Education : 174 milliards de FCFA mobilisés pour un enseignement de qualité

Le secteur de l’éducation nationale fait l’objet des mouvements sociaux récurrents des enseignants, ce qui perturbe souvent la formation des apprenants. Diverses grèves des personnels enseignants réclamant les meilleures conditions de travail et de vie ont régulièrement débouché sur la perturbation des cours à travers le pays.

Après avoir débloqué 72 milliards de FCFA en 2023 pour des charges y afférentes, « la sérénité n’y est en effet pas complètement revenue », a reconnu le chef de l’Etat Paul Biya le 31 décembre dernier dans son message à la Nation à l’occasion de la fin d’année 2023 et du nouvel An 2024.

« Pourtant, des efforts méritoires ont, de l’avis même des concernés, été consentis par le Gouvernement à cet égard », a insisté Paul Biya, qui a annoncé dans la foulée, « une provision complémentaire de 102 milliards de francs CFA a également été constituée dans le budget de l’Etat, au titre de l’exercice 2024, afin d’apurer les dépenses résiduelles ». Le déblocage des fonds pour cette seconde phase fera un total de 174 milliards de FCFA. Dans ce contexte, « il sera dès lors difficilement admissible que l’éducation de nos enfants continue d’être prise en otage par une frange d’enseignants, dont les motivations réelles semblent s’écarter des objectifs affichés », a précisé le chef de l’Etat.

Aussi, pour éviter une formation au rabais de la jeunesse, fer de lance de la Nation, le président de la République s’est montré sans équivoque. « Je voudrais être clair à cet égard.
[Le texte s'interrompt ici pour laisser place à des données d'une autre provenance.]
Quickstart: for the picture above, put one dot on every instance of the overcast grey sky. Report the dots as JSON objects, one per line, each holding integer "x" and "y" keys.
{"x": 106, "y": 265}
Autant je suis soucieux de voir les enseignants bénéficier des conditions appropriées pour l’exercice de leur noble métier, autant je suis intransigeant pour le respect du droit à l’éducation de notre jeunesse. Des mesures fermes vont à cet égard être prises pour veiller à ce que nos enfants ne se retrouvent pas victimes d’une éducation au rabais », a-t-il insisté.
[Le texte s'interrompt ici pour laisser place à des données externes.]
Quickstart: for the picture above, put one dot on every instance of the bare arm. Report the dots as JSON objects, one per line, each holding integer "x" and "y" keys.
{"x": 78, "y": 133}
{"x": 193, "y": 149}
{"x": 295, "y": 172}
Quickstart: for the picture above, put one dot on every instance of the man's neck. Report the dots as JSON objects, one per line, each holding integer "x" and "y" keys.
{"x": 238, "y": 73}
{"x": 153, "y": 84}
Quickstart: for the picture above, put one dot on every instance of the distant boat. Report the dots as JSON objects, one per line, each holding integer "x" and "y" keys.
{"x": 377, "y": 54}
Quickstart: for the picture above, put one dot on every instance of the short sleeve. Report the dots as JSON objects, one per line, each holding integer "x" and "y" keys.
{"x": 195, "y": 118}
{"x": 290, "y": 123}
Au regard de la sensibilité et de l’importance que revêt l’éducation des enfants, le chef de l’Etat s’est montré favorable à la négociation, puisqu’un « dialogue constructif se poursuivra par ailleurs avec les syndicats reconnus, pour progresser sereinement vers la prise en compte des aspirations et des préoccupations des enseignants ».

Ces dernières années, le Collectif des enseignants du Cameroun (CECA) rassemblé au sein du mouvement On a trop supporté (OTS) a régulièrement dénoncé les mauvaises conditions de travail, multipliant des appels à la grève et au débrayage. Une pression qui a souvent amené le Gouvernement à négocier pour éviter la paralysie de l’école. De qui espérer que l’annonce présidentielle sera traduite en acte pour éviter des mouvements d’humeur dont l’une des conséquences directes est la formation au rabais des élèves.